What Causes Anxiety Tics?
Stress and anxiety can cause physical tension and make you develop nervous twitches like clenching your jaw, picking at your skin, or biting your nails. Anxiety can also cause heightened muscle tension, as neurotransmitters can be released in response to extreme stress. This, in turn, causes abnormal spasms or twitching. These symptoms can look very similar to tics caused by tic disorders, but they differ in cause.
Tics have no specific cause, though they occur due to disorders like Tourette’s. Stress, lack of sleep, and caffeine can increase one’s propensity to tic, but they are not the root cause, unlike with anxiety twitches.
How Do You Get Rid of Anxiety Tics? How Do You Stop Anxiety Tics?

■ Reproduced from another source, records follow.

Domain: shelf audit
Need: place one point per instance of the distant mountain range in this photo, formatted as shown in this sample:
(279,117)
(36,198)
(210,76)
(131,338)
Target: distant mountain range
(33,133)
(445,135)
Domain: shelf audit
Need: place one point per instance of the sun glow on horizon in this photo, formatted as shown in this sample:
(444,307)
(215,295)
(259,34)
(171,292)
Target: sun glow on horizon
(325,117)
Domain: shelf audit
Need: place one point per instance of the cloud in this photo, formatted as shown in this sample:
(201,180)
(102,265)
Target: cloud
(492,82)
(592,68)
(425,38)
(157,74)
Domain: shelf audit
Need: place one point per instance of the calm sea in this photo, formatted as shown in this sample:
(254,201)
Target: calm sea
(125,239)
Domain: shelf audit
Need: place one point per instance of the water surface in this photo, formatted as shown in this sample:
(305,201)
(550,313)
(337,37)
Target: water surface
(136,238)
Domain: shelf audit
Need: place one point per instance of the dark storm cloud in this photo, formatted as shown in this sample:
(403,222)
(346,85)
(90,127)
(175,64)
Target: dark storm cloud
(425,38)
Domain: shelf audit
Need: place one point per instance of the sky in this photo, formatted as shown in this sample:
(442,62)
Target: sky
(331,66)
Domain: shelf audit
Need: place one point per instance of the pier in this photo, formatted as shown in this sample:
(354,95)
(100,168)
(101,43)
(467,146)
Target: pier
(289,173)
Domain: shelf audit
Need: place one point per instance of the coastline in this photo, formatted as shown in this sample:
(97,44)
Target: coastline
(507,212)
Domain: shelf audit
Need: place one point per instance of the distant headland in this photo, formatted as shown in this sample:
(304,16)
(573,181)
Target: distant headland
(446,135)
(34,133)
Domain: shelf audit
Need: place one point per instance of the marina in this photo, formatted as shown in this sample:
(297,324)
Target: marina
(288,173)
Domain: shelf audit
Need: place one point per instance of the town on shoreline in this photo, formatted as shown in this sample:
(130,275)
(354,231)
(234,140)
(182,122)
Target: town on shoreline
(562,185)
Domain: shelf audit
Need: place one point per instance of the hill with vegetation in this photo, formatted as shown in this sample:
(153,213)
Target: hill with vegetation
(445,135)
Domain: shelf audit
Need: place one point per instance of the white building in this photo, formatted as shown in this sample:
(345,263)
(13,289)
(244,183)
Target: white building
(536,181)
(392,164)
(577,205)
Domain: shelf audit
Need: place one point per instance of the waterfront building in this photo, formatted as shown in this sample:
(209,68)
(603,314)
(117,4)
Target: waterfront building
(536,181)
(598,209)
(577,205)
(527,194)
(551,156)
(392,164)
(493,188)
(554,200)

Anxiety twitches will usually go away on their own, but the best way to help that process is to identify the stressor and manage the stress or anxiety it’s causing. There are many approaches to stress relief, but first, it’s useful to ask yourself what the source of your anxiety could be.

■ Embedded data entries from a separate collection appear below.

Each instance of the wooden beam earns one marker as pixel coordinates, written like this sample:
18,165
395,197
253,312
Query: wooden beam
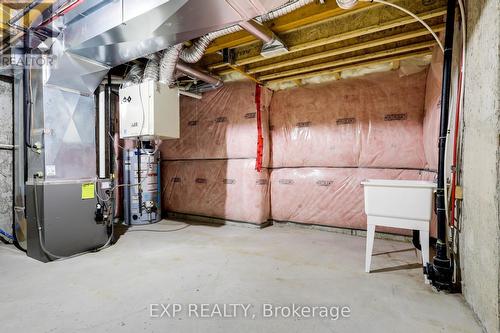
354,66
309,15
248,76
343,36
314,14
347,49
350,34
364,57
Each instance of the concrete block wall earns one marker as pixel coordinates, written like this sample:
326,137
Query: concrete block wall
480,230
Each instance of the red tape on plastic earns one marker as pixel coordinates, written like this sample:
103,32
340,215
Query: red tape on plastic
260,138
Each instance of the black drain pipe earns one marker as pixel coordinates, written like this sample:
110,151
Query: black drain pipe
440,272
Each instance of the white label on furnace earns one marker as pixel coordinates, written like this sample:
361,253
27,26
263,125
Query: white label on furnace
50,170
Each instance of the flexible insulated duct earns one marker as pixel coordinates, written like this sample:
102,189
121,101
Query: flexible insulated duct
152,70
134,76
195,52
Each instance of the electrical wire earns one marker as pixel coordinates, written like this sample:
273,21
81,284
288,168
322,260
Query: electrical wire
433,33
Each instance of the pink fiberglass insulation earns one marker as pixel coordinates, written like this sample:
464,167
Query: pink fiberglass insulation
371,121
223,124
226,189
329,196
433,109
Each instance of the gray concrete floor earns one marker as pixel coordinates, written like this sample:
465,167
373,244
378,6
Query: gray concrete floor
112,290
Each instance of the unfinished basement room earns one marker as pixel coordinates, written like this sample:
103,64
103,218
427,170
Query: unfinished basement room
250,166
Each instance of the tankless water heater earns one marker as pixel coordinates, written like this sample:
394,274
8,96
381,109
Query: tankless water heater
149,110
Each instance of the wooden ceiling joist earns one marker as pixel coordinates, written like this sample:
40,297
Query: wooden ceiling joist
346,49
340,37
340,69
311,14
349,60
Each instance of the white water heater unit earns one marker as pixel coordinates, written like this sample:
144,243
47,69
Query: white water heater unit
149,110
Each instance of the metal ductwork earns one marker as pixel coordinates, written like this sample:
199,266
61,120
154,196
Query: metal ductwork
272,46
168,64
194,53
197,74
117,31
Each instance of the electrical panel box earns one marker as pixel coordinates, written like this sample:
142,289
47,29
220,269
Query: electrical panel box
149,110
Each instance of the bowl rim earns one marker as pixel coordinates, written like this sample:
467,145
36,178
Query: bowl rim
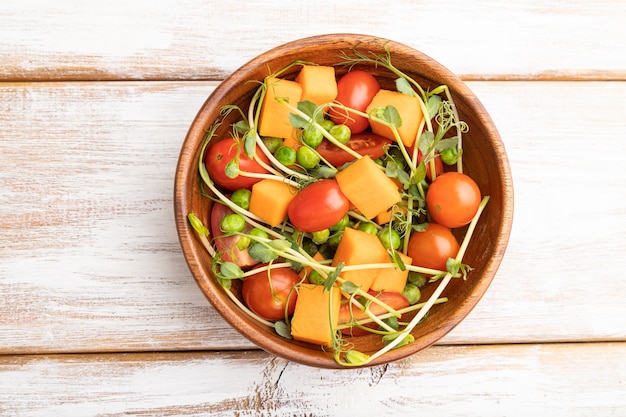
195,255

Once it’s been identified, then you can work to effectively manage your stress by being aware of your triggers and learning how to let go of stress rather than continuing to hold it in your body. Putting these practices into place will actively help your anxiety twitches go away.

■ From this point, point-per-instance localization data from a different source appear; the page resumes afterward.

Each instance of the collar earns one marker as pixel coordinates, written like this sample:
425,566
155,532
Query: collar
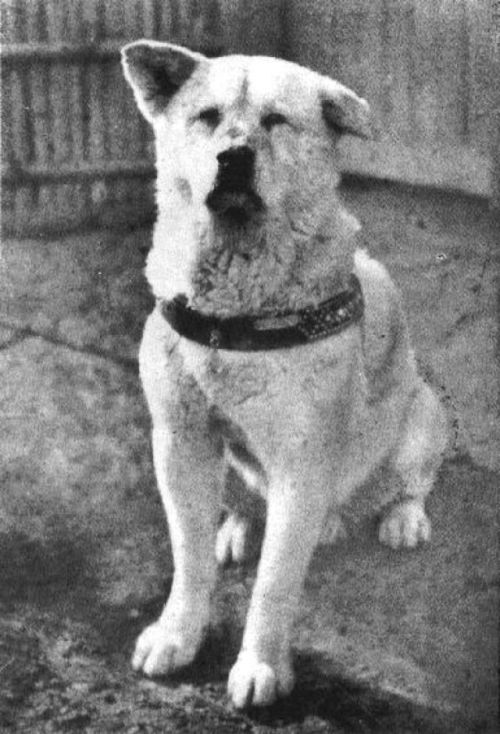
274,331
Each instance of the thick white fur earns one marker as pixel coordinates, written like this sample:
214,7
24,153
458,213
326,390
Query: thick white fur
306,426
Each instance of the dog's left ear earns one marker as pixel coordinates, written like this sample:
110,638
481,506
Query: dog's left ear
156,71
344,111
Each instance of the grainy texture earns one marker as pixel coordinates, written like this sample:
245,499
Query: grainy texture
385,641
426,68
67,113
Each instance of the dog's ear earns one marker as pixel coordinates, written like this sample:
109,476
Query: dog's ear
155,71
344,111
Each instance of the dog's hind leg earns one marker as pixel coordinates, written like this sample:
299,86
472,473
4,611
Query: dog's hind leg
188,469
415,462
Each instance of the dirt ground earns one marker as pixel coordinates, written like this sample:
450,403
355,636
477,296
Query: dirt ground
385,641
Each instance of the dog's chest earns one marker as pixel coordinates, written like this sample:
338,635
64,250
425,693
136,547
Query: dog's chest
260,389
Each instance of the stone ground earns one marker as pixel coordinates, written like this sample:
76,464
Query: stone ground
385,641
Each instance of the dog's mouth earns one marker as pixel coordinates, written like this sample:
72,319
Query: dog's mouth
236,204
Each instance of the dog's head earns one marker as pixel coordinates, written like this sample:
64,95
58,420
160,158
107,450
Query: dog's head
246,171
240,134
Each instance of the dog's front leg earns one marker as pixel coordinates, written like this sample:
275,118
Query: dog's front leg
188,473
295,514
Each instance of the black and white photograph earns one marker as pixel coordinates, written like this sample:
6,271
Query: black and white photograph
249,366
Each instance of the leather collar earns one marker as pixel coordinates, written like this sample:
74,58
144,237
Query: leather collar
274,331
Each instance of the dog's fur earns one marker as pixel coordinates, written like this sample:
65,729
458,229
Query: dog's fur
304,426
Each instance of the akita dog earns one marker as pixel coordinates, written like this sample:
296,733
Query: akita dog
274,347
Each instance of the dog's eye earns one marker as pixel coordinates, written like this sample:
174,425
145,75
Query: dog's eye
272,119
211,116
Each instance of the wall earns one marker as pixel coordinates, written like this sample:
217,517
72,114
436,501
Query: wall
74,149
426,68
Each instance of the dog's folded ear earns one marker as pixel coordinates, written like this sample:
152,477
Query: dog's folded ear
156,71
345,112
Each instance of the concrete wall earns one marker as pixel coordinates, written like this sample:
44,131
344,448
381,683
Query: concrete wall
426,67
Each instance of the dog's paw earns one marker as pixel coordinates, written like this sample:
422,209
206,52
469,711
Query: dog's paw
232,540
161,650
405,526
256,683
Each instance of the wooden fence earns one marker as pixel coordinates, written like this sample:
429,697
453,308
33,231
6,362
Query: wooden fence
74,149
426,67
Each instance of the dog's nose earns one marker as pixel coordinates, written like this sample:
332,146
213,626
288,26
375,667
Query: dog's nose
237,162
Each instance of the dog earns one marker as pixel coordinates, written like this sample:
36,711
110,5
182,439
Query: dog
276,346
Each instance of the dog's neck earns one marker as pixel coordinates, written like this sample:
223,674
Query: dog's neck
278,264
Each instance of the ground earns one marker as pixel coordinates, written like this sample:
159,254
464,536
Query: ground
385,641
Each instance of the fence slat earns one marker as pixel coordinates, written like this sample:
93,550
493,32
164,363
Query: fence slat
74,142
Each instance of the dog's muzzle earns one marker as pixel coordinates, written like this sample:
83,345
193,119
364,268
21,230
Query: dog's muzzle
233,195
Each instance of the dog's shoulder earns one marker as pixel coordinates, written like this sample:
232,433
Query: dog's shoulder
386,343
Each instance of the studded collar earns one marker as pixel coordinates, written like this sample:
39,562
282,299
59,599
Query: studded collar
273,331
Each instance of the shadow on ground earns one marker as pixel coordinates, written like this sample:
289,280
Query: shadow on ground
385,641
65,650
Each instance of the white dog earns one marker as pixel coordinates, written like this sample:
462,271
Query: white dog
274,346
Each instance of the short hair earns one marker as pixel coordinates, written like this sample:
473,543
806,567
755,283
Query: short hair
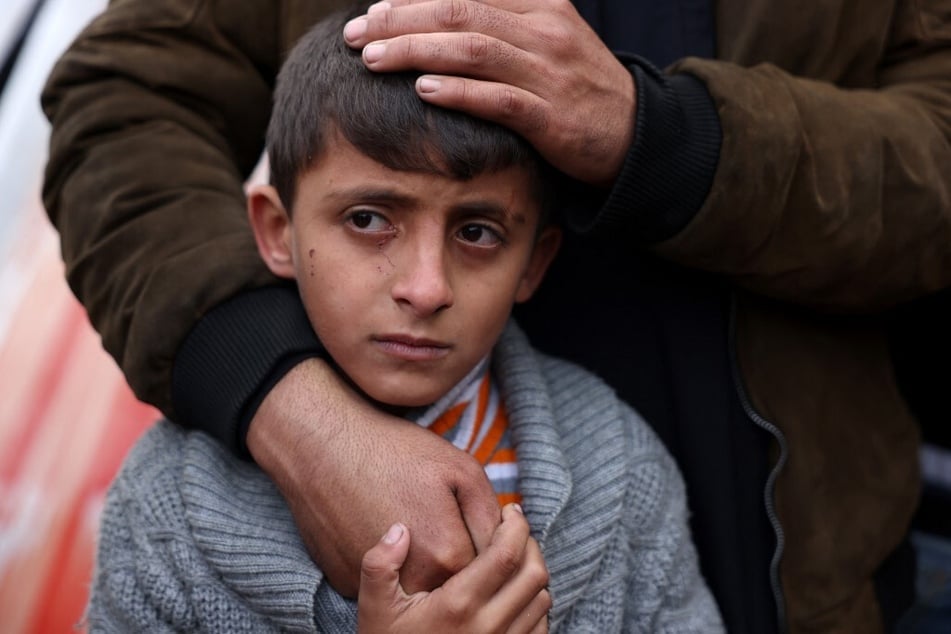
323,88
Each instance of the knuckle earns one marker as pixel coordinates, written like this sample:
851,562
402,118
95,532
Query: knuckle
476,48
539,577
452,15
545,597
450,557
508,559
556,35
456,606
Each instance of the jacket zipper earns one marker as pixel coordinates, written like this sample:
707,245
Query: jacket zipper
769,493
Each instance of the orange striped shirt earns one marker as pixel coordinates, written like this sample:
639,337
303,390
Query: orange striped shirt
476,421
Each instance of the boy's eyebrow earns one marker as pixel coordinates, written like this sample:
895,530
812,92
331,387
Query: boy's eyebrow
490,208
387,195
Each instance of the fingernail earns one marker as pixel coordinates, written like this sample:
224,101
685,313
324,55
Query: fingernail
355,29
393,535
373,52
427,84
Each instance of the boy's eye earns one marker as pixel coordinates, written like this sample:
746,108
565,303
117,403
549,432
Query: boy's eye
368,221
479,235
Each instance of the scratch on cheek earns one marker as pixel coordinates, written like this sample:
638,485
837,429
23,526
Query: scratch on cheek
379,247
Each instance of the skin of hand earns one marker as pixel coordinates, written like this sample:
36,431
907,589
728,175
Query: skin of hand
349,471
534,66
502,590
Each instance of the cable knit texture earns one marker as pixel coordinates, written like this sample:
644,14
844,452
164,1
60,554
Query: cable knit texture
194,539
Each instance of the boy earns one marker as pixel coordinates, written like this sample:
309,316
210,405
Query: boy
410,231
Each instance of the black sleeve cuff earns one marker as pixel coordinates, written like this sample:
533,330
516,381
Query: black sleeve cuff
669,169
234,356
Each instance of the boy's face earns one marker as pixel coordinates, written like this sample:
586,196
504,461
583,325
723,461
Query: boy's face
407,277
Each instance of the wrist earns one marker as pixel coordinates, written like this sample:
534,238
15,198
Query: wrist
228,362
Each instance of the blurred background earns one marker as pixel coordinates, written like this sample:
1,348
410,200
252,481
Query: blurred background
67,418
66,415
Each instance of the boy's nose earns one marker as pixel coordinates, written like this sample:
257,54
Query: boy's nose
422,285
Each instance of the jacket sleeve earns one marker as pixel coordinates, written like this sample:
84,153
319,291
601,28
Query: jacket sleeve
830,190
158,112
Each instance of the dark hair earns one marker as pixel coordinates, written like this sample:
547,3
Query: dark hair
324,88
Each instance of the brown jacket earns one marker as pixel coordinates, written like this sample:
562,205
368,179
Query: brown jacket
831,202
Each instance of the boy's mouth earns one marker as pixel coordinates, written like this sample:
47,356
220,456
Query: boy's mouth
412,348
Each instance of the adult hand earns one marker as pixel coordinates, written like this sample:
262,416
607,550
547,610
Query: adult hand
534,66
349,471
502,590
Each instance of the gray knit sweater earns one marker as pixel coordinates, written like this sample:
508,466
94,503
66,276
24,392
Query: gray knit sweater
193,539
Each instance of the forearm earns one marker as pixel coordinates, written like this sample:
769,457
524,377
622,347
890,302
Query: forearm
839,199
816,194
144,180
832,187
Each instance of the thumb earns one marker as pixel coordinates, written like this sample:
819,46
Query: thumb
380,570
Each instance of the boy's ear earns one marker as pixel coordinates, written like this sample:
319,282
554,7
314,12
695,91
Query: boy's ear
546,247
272,230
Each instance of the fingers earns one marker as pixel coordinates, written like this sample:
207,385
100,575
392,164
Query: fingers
380,570
533,577
384,22
515,108
508,575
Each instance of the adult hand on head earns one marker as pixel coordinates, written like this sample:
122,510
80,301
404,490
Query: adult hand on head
534,66
349,471
502,590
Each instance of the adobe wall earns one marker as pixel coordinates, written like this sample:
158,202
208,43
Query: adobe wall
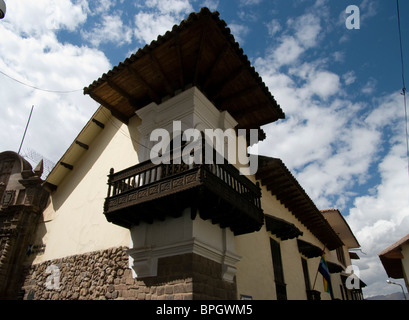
105,275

Outlets that are excellent for managing anxiety include exercise, meditation and mindfulness, journaling, and other self-care activities. If your anxiety twitches persist, or if your anxiety symptoms feel like too much for you to handle, consider seeking help from a mental health professional. Therapy can provide more individualized care and advice for your anxiety.
What Do Anxiety Tics Feel Like?
Anxiety twitches will feel like an uncontrollable jerk or movement. They can often become frustrating and annoying for people, since their involuntary nature means that these twitches happen at random, and often inconvenient, times.
What Do Anxiety Tics Look Like?
Anxiety twitches will likely catch both you and the person they’re happening to by surprise. They might look unnatural and uncomfortable, or at other times they might just seem sudden.
How Do You Test for Anxiety Tics?
The best way to identify whether you’re having an anxious twitch is by talking to a medical professional. They’ll be able to assess your condition, examine your symptoms, and prescribe the best treatment plan for you.
Though anxiety twitches aren’t a treatable disorder like tic disorders, there are ways to lessen the symptoms. Using tactics like meditation and therapy for your anxiety will not only help you manage your twitching, it can also help in preventing future bouts of anxiety twitches.